7 1. Dinamika psikologis yang ada pada perempuan yang menjadi korban perselingkuhan atas pasangan resminya. 2. Dampak yang muncul pada korban sebagai akibat dari perselingkuhan yang dilakukan oleh pasangan resminya. 3. Faktor-faktor yang mendorong istri untuk mempertahankan perkawinannya dari perceraian akibat perselingkuhan oleh suaminya. C. Manfaat Penelitian Hasil dari penelitian ini diharapkan dapat memberikan manfaat sebagai berikut: 1. Bagi Pemerintah Hasil penelitian ini diharapkan bisa menjadi tambahan informasi, baik secara tertulis maupun tidak, yang dapat digunakan untuk mencari solusi dari fenomena perselingkuhan, sekaligus mencari penangannya. 2. Bagi peneliti dan peneliti yang lain Diharapkan bisa menambah wawasan tentang perselingkuhan pada khususnya dan psikologi perkembangan pada umumnya, beserta korelasinya dengan ilmu-ilmu yang lain. Di mana permasalahan perselingkuhan tidak saja diungkap dengan ilmu psikologi, akan tetapi permasalahan tersebut bisa juga diungkap dengan ilmu-ilmu yang lain. Jadi hasil penelitian ini bisa menjadi tambahan data bagi peneliti lain yang juga meneliti tentang perselingkuhan. 3. Bagi ilmu Psikologi Diharapkan mampu memberikan sumbangan yang berguna untuk

8 perkembangan ilmu psikologi khususnya dalam bidang kajian psikologi perkembangan yang mempelajari masalah perselingkuhan dalam rumah tangga.
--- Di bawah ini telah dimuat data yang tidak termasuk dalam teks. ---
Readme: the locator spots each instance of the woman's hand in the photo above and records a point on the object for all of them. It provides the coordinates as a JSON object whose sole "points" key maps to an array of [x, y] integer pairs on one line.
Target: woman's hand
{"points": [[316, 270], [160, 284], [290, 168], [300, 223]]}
D. Keaslian Penelitian Penelitian tentang perselingkuhan telah banyak dilakukan baik di dalam negeri maupun di luar negeri. Hasil penelitian yang berkaitan dengan perselingkuhan menyatakan bahwa faktor-faktor penyebab terjadinya perselingkuhan diantaranya adalah karena tidak adanya hubungan harmonis dalam keluarga, faktor ekonomi, sosial dan psikologi (Suciptawati dan Susilawati, 2006). Hasil penelitian lain menunjukkan bahwa perselingkuhan merupakan pengalaman yang tragis dalam kehidupan yang dijalani para korbannya (Regina dan Risnawaty, 2006). Penelitian lain juga dilakukan oleh Nirwana (2004) mengungkap tentang kecenderungan perselingkuhan ditinjau dari rasa kesepian. Penelitian yang akan penulis lakukan ini berbeda dengan penelitian-penelitian sebelumnya karena penulis belum menemukan penelitian yang memfokuskan tentang emosi yang dialami pada korban perselingkuhan.